Chorizo-Stuffed Capon with Sorrel Brown Butter
- ACTIVE: 30 MIN
- TOTAL TIME: 3 HRS plus 6 hr brining
- SERVINGS: 8
As an alternative to chicken, Tim Love often roasts capona young, neutered rooster. Capons are usually bigger and slightly chewier than chicken, with a more profound chickeny flavor. Love stuffs his bird like a turkey with a rich combination of bread, chorizo and smoked cheddar cheese. Then, instead of gravy, he serves it with a nutty and delicately tart sauce made with brown butter and sorrel, a slightly sour and acidic green herb.
To make the Pulled Capon and Watercress Salad with Citrus Dressing: Reserve 1 1/4 pounds (4 cups) of skinless, boneless capon.
- 4 cups hot water
- 1/4 cup crushed red pepper
- 2 large garlic cloves, smashed
- 1/2 cup kosher salt, plus more for seasoning
- 8 cups cold water
- One 11-pound capon
- 6 ounces dry chorizo, thinly sliced
- 1/2 pound smoked cheddar cheese, shredded
- 4 cups cubed crustless peasant bread (1/2-inch dice)
- 1 cup chicken stock or low-sodium broth
- Extra-virgin olive oil, for rubbing
- Freshly ground pepper
- 1 stick unsalted butter
- 2 ounces sorrel, stemmed and finely shredded
- In a large pot, combine the hot water with the crushed red pepper, garlic and the 1/2 cup of salt and stir until the salt is dissolved. Add the cold water and the capon. Cover and refrigerate for 6 hours.

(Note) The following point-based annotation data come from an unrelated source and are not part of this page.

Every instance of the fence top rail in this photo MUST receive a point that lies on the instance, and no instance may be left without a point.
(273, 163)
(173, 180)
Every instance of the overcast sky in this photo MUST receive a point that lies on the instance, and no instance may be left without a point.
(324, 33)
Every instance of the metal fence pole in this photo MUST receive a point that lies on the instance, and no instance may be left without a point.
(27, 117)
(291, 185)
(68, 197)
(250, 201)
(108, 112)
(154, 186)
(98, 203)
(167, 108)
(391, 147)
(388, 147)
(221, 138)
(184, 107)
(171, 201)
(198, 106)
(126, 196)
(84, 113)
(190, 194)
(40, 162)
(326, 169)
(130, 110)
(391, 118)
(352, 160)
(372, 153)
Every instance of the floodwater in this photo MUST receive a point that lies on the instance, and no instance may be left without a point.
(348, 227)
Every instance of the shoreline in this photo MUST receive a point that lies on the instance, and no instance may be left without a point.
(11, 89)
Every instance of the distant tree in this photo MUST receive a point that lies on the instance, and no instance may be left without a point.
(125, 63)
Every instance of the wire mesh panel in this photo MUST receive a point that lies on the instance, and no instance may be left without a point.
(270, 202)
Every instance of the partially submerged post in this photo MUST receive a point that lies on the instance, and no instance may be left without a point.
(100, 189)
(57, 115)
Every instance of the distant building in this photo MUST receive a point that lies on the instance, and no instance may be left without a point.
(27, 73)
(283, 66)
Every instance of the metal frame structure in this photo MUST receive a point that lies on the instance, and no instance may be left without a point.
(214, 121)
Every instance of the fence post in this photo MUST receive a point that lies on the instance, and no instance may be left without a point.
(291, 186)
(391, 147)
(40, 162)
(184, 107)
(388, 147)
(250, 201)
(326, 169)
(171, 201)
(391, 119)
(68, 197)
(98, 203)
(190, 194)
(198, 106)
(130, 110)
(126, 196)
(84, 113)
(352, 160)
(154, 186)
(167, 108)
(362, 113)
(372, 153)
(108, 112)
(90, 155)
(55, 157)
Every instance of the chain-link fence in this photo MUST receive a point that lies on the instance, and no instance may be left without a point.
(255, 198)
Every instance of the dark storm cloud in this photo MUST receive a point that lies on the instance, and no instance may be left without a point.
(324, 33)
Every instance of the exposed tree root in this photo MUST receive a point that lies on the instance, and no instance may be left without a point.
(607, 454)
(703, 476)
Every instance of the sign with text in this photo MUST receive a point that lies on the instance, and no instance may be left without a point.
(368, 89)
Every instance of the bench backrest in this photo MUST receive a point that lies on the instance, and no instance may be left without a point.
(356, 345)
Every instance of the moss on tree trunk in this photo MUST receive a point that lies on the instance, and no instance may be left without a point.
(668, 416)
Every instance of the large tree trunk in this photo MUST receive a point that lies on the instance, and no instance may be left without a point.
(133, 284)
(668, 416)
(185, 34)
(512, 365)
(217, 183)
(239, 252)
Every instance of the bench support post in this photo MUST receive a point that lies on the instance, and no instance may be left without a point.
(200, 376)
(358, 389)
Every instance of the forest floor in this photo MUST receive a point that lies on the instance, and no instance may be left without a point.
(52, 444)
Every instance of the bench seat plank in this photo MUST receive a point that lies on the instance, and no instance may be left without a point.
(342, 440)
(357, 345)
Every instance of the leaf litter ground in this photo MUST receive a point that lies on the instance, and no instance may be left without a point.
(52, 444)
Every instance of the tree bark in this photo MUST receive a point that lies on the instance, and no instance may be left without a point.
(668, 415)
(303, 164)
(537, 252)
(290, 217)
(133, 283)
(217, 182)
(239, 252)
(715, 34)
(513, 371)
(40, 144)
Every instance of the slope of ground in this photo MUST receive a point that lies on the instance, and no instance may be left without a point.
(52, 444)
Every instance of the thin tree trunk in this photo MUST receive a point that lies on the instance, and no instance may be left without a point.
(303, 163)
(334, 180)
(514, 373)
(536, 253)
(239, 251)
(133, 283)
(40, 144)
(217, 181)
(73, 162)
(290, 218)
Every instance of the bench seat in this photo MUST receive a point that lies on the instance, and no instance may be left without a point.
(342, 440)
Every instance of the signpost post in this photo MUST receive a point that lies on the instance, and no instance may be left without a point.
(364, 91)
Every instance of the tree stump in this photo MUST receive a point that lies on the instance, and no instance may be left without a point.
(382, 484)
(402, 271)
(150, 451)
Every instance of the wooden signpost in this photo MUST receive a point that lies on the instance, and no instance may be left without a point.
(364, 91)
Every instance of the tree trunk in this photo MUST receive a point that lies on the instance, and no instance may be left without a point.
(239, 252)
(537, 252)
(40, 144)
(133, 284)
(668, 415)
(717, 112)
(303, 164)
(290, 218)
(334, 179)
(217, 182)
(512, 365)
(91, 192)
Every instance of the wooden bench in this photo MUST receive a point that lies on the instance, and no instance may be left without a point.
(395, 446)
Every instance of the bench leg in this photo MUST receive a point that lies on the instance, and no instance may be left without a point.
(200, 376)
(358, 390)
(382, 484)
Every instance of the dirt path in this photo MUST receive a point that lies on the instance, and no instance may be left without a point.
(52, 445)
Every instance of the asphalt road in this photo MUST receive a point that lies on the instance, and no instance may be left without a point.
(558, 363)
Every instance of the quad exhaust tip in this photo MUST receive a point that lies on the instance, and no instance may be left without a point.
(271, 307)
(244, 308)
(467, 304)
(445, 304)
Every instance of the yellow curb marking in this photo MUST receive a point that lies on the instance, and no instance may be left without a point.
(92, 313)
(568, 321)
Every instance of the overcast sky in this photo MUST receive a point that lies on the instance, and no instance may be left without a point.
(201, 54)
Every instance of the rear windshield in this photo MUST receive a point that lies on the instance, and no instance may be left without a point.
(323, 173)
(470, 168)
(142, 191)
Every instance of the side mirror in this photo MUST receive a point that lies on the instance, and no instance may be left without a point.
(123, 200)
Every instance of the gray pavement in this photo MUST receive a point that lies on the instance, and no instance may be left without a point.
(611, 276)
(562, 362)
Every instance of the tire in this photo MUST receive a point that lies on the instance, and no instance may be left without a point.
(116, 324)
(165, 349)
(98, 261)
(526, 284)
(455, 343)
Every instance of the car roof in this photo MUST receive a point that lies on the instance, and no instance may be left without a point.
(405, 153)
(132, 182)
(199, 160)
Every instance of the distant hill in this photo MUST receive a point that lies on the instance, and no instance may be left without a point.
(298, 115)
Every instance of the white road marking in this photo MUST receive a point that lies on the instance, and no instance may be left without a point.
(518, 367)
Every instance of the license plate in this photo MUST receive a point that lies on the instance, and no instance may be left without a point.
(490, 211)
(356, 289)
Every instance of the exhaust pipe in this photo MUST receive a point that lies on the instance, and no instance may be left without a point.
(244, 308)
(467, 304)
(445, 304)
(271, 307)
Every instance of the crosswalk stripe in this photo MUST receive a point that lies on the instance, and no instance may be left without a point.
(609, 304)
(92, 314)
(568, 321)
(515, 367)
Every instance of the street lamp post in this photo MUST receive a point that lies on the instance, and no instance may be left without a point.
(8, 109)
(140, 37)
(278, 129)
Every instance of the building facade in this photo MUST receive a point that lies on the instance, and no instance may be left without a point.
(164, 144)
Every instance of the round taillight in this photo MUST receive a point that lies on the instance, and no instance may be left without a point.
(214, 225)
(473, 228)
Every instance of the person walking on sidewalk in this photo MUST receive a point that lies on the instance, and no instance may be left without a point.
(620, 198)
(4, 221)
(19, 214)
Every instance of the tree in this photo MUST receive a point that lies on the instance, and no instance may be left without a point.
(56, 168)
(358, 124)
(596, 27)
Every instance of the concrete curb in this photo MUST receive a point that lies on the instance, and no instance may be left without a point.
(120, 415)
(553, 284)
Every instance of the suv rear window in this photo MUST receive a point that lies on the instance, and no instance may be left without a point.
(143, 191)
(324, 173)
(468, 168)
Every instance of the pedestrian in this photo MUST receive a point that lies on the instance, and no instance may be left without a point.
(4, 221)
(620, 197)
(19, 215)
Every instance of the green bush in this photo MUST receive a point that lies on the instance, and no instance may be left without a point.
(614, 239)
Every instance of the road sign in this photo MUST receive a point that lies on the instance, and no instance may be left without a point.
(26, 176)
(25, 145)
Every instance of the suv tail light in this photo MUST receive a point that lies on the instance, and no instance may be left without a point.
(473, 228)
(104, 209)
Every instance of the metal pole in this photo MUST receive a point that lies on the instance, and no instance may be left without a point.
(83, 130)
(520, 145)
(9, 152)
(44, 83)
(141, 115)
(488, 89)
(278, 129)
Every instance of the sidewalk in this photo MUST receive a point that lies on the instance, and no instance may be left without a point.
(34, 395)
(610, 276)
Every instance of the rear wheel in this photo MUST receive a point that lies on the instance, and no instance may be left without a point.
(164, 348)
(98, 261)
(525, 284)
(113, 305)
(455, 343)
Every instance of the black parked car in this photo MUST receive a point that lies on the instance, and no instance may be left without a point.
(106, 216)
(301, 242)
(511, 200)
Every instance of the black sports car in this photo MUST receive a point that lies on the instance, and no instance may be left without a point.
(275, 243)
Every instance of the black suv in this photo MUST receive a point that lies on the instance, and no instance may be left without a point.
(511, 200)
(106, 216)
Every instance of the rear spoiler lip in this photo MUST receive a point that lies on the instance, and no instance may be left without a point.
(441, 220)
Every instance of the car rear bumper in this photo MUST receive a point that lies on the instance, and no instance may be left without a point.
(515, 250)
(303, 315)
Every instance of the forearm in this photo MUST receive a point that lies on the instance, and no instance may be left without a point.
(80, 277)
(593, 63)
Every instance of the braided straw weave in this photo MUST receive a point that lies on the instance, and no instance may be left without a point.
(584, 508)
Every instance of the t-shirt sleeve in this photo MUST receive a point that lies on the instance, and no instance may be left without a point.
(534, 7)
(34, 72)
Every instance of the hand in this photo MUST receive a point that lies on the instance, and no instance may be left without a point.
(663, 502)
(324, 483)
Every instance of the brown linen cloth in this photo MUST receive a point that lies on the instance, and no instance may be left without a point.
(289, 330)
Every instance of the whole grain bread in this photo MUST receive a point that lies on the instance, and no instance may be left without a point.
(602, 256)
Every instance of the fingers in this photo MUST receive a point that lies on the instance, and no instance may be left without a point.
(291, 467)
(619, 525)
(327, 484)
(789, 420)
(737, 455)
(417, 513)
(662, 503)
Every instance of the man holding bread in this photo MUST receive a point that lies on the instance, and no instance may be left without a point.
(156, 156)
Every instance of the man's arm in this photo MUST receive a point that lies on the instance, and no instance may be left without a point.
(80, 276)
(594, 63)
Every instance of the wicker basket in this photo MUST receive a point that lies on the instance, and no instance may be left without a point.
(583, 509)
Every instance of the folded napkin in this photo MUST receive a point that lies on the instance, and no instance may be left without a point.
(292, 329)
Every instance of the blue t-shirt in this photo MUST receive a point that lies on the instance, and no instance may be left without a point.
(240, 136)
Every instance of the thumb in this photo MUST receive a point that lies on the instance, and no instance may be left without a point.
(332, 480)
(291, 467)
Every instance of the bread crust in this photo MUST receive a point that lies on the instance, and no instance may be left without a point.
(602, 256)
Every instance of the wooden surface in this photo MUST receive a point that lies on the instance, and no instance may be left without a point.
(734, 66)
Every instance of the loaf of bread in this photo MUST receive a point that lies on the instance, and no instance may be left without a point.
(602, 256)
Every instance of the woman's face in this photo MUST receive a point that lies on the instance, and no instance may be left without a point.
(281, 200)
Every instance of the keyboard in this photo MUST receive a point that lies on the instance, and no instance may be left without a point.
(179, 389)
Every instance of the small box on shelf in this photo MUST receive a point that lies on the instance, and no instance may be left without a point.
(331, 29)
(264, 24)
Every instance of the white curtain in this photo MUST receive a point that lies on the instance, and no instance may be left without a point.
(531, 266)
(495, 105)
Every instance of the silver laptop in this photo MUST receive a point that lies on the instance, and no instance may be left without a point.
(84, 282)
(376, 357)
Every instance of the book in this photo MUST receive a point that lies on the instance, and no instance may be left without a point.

- Preheat the oven to 350°. Drain and rinse the capon, then pat dry. In a medium skillet, cook the chorizo over moderate heat until lightly browned, about 5 minutes. Transfer to a medium bowl. Add the smoked cheddar, bread cubes and stock and stir. Loosely stuff the capon with half of the mixture and transfer the rest to a small baking dish.
- Transfer the capon to a roasting pan and tie the legs together with kitchen string. Rub the bird with olive oil and season generously with salt and pepper. Roast the capon for about 2 hours until golden and an instant-read thermometer inserted in the meaty part of the thigh registers 170°; turn the pan occasionally during roasting for even browning. Let the capon rest for 20 minutes.
- Meanwhile, bake the stuffing in the baking dish for 20 minutes, until heated through and browned and crusty on top.
- In a medium skillet, cook the butter over moderate heat until nutty and lightly browned, about 5 minutes. Add the sorrel and a pinch of salt and cook, stirring until wilted, about 1 minute.
- Spoon the stuffing from the cavity of the capon into a serving dish. Carve the capon and transfer to a platter. Spoon the sorrel butter over the capon and serve with the baked stuffing.
The chorizo stuffing in this flavorful bird is rich enough that it needs a wine with firm tannins and acidity, like a top-quality Rioja from Spain.